Additionally, the project creates over 1,000 jobs for local community members, improves education and healthcare for over 16,000 individuals, and provides sustainable livelihoods for over 20 villages.

It protects 35 IUCN Red List endangered species, including bengal tigers and asian elephants. You can see how the project works by visiting one of the many eco-lodges, and supporting eco-tourism which is a sustainable source of income for the community.

One of the main criticisms of REDD+ projects is that the threat of deforestation is overestimated. This is definitely not the case in Cambodia, which has one of the highest rates of illegal logging in the world. Since the project began in 2013, it has conducted 29,000 patrols, confiscated 6,808 chainsaws, 29,422 illegal logs, 16,440 illegal fences/signs, and 208,231 animal snares by employing a team of rangers and community members to protect the forest against loggers and poachers.


A recent open letter from the Global South emphasizes the significant benefits that properly implemented REDD+ projects bring to local communities. Local communities and stakeholders have generations of knowledge and expertise that should be in good project design. This is why we stand by our choice of the Southern Cardamom REDD+ Project, which serves as a testament to successful offset projects, sequestering millions of tons of carbon dioxide over its lifespan, and protecting one of our planet's most diverse and precious ecosystems.

Making Sense of Criticism from The Guardian and Others

The complexity described above leaves carbon offset projects vulnerable to attack. Even if the attacks are misguided, it’s very hard to parse out why.  

In the case of The Guardian articles, their criticism revolves around how a carbon offset project sets a “baseline” condition that is used to quantify the net carbon benefit of the project each year. The Guardian claims that REDD+ projects overestimate the rate of deforestation, and thus claim carbon credits for protecting forests that are not under threat. 

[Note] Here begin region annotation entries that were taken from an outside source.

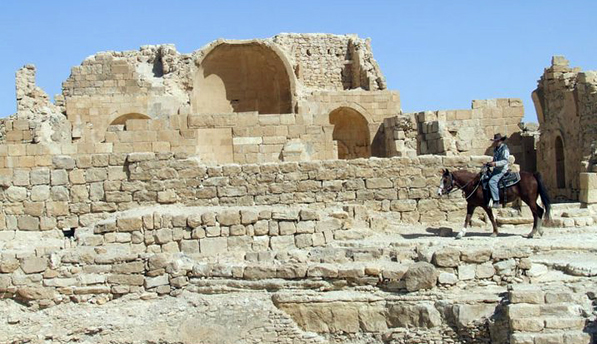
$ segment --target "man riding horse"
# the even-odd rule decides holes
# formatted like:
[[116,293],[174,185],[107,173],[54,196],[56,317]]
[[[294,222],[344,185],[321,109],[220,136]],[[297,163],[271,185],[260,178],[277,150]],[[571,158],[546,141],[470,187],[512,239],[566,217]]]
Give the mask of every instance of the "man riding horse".
[[493,167],[491,177],[489,178],[489,191],[491,192],[491,198],[489,199],[490,208],[499,208],[500,206],[500,192],[498,188],[498,182],[508,172],[508,158],[510,157],[510,150],[504,143],[507,136],[495,134],[493,136],[493,161],[488,163],[489,166]]
[[[493,226],[492,237],[497,236],[498,228],[495,218],[493,217],[492,208],[499,207],[500,193],[498,182],[508,171],[508,157],[510,155],[508,147],[504,144],[506,138],[500,134],[496,134],[493,138],[495,152],[493,160],[487,166],[494,167],[489,179],[489,188],[491,190],[491,199],[488,202],[485,199],[482,184],[483,173],[472,173],[466,170],[459,170],[450,172],[447,169],[443,171],[442,179],[438,189],[438,195],[446,195],[452,191],[462,190],[463,196],[466,199],[466,218],[464,220],[464,227],[456,236],[460,239],[466,235],[467,228],[471,225],[471,218],[476,207],[481,207],[487,213],[491,225]],[[485,170],[485,169],[484,169]],[[550,205],[547,190],[541,180],[539,173],[520,172],[520,179],[509,186],[502,188],[502,195],[504,199],[502,204],[507,202],[514,202],[517,199],[522,199],[533,213],[533,230],[528,235],[529,238],[536,234],[541,235],[543,229],[541,228],[543,215],[549,219]],[[541,202],[545,207],[545,211],[537,204],[537,197],[541,196]]]

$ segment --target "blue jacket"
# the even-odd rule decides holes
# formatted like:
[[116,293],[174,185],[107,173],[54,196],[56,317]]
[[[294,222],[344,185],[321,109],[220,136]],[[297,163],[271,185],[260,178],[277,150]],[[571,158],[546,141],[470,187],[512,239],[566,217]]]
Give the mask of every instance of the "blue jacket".
[[510,150],[505,143],[493,151],[493,161],[495,162],[494,173],[508,170],[508,158]]

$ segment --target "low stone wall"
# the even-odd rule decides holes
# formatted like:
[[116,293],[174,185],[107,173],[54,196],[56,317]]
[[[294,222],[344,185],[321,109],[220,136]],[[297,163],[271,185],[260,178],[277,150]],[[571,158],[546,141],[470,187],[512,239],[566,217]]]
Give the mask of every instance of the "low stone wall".
[[54,156],[51,166],[7,170],[1,230],[88,226],[144,205],[363,204],[405,223],[462,220],[459,195],[439,199],[441,169],[476,169],[488,157],[357,159],[205,166],[171,153]]

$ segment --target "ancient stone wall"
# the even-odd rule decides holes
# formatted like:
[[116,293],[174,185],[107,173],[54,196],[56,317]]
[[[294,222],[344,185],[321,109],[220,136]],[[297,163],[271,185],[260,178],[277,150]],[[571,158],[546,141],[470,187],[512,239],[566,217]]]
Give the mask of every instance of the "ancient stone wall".
[[4,170],[3,229],[86,226],[109,212],[171,203],[354,203],[398,212],[404,222],[435,223],[459,219],[463,209],[461,200],[435,199],[440,169],[477,168],[488,159],[421,156],[205,166],[172,153],[44,155],[42,165],[31,158],[5,158],[32,164]]
[[564,57],[554,56],[533,92],[541,130],[537,168],[556,198],[577,200],[579,174],[592,168],[596,90],[595,72],[570,68]]

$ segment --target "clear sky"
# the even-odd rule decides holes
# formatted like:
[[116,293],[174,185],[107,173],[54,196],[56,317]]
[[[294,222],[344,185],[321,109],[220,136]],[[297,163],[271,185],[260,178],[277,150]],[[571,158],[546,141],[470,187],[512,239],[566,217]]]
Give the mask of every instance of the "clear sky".
[[174,43],[189,53],[217,38],[326,32],[372,39],[405,112],[516,97],[536,121],[530,94],[552,55],[597,69],[596,17],[594,0],[2,0],[0,117],[16,111],[14,75],[27,63],[53,96],[98,51]]

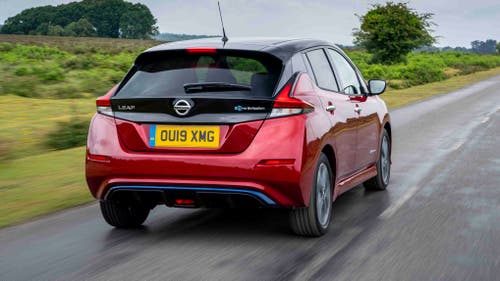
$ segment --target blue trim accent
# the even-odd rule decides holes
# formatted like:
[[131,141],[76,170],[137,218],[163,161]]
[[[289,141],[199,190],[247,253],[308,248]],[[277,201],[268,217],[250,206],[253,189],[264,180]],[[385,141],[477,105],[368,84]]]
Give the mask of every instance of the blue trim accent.
[[155,138],[156,138],[156,125],[149,126],[149,146],[155,146]]
[[[119,189],[159,189],[159,190],[192,190],[192,191],[208,191],[208,192],[221,192],[221,193],[243,193],[251,194],[258,197],[268,205],[277,206],[271,198],[263,193],[255,190],[241,189],[241,188],[219,188],[219,187],[195,187],[195,186],[151,186],[151,185],[118,185],[109,189],[108,194],[113,190]],[[107,194],[106,194],[107,196]]]

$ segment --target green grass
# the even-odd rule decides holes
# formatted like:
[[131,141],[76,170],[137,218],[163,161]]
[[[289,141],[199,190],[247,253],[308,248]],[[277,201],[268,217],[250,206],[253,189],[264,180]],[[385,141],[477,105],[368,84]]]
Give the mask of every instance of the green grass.
[[[0,35],[0,227],[92,200],[84,179],[85,149],[53,151],[46,140],[61,121],[90,119],[95,97],[121,79],[137,53],[159,43]],[[368,64],[367,54],[351,55],[365,78],[412,86],[389,89],[382,98],[390,108],[500,75],[494,68],[500,56],[412,54],[408,65],[380,66]],[[427,74],[438,76],[416,79],[414,72],[429,64],[438,68]],[[477,72],[488,68],[493,69]]]
[[91,201],[85,148],[0,163],[0,227]]
[[420,101],[432,96],[442,95],[454,90],[458,90],[467,85],[500,75],[500,67],[473,74],[455,76],[450,79],[415,86],[402,90],[389,90],[382,94],[382,98],[389,108],[396,108]]
[[1,158],[21,158],[45,153],[46,136],[60,121],[92,117],[95,99],[35,99],[14,95],[0,96],[0,144],[6,152]]

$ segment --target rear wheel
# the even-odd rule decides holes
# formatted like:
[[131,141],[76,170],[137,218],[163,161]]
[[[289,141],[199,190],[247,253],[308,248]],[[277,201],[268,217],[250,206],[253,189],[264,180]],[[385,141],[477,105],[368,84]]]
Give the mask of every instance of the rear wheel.
[[101,201],[101,212],[106,222],[117,228],[132,228],[142,225],[149,215],[149,208],[141,205],[118,204]]
[[326,233],[332,213],[332,169],[328,158],[321,153],[309,206],[290,211],[293,232],[303,236],[321,236]]
[[386,130],[382,133],[380,153],[377,160],[377,176],[367,180],[363,185],[366,189],[384,190],[391,177],[391,142]]

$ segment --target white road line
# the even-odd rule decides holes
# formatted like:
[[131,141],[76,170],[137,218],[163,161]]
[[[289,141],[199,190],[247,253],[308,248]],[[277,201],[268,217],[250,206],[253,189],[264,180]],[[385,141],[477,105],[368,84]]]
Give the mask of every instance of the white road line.
[[488,120],[490,120],[490,116],[484,117],[483,121],[481,121],[481,124],[488,122]]
[[419,190],[418,186],[413,186],[413,187],[409,188],[406,191],[406,193],[403,194],[403,196],[401,196],[397,201],[392,203],[378,217],[381,219],[388,219],[388,218],[392,217],[392,215],[394,215],[397,212],[397,210],[399,210],[399,208],[401,208],[401,206],[403,206],[404,203],[406,203],[406,201],[408,201],[413,195],[415,195],[415,193],[417,193],[418,190]]

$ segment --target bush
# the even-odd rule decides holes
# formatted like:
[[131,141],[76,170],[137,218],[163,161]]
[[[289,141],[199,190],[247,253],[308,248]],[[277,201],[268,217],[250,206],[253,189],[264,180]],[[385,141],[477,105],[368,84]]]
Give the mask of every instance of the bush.
[[47,135],[46,144],[55,150],[83,146],[87,142],[90,125],[88,119],[73,118],[69,122],[59,122],[57,128]]

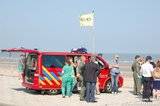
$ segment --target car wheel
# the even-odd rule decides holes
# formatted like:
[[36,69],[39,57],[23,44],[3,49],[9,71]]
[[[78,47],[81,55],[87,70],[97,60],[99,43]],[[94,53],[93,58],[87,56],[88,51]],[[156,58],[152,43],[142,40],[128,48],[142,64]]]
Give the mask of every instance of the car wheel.
[[112,91],[112,83],[111,83],[111,81],[108,81],[106,83],[106,92],[111,93],[111,91]]

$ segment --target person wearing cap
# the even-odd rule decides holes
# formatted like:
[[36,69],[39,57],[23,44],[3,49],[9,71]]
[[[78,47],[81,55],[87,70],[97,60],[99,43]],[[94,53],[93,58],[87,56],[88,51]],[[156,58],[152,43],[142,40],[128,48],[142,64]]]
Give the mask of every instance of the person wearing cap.
[[139,95],[141,91],[141,75],[140,75],[140,56],[136,55],[135,60],[132,64],[132,72],[133,72],[133,81],[134,81],[134,89],[133,93],[134,95]]
[[150,100],[151,96],[151,81],[152,81],[152,72],[153,66],[150,61],[152,60],[151,56],[146,57],[146,62],[141,66],[141,74],[142,74],[142,84],[143,84],[143,94],[142,100],[144,102],[152,102]]
[[85,100],[87,102],[97,102],[95,100],[95,88],[97,76],[100,73],[100,68],[95,61],[96,57],[92,56],[90,62],[84,65],[83,78],[86,84]]
[[118,93],[118,76],[120,74],[119,70],[119,56],[115,55],[114,59],[112,60],[111,66],[110,66],[110,74],[111,74],[111,82],[112,82],[112,93]]

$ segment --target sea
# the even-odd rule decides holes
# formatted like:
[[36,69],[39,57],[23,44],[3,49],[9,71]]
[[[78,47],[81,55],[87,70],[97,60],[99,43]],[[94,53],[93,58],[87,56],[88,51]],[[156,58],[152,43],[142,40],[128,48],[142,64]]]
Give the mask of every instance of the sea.
[[[153,61],[156,62],[157,59],[160,59],[160,54],[137,54],[137,53],[102,53],[103,58],[110,63],[114,56],[119,56],[119,61],[121,64],[131,64],[136,55],[140,55],[142,57],[146,57],[148,55],[152,56]],[[0,61],[1,60],[9,60],[12,62],[18,61],[20,58],[20,53],[8,53],[8,52],[0,52]]]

Unfortunately, The Guardian based these claims on faulty science that was immediately criticized as soon as the article was published. The faulty science was not peer-reviewed and tried to simplify baseline calculations by ignoring on-the-ground knowledge of local deforestation conditions. This is why we highlight the local conditions of the Southern Cardamom REDD+ project, including the high rate of illegal logging and confiscated chainsaws.

Thus we strongly disagree with the conclusion that 90% of forest carbon offsets are worthless.  This is a highly negative viewpoint that has been consistently promulgated in The Guardian in recent years, and shows no sign of changing in the future.  

For a more detailed discussion on critiques of The Guardian article, see statements by Verra, Everland, and many others.

Language Around Carbon Offsets Matters More Than You Think

In general, SeaTrees avoids the use of the word “offset” in our communications. This blog post is an exception. We believe the term offset connotes a frame of “paying for the sin of CO2 emission”.  That frame immediately suggests that it is better to just not emit CO2 in the first place and “offsetting” means covering up that sin.   

We prefer language like “taking responsibility for your climate impact”, which connotes a proactive approach that includes both emissions reductions and nature-based carbon sequestration.  This is what is needed to reverse the climate crisis and achieve net-zero emissions.

In the near future, we will be producing more articles and content that expands on the points made in this blog post.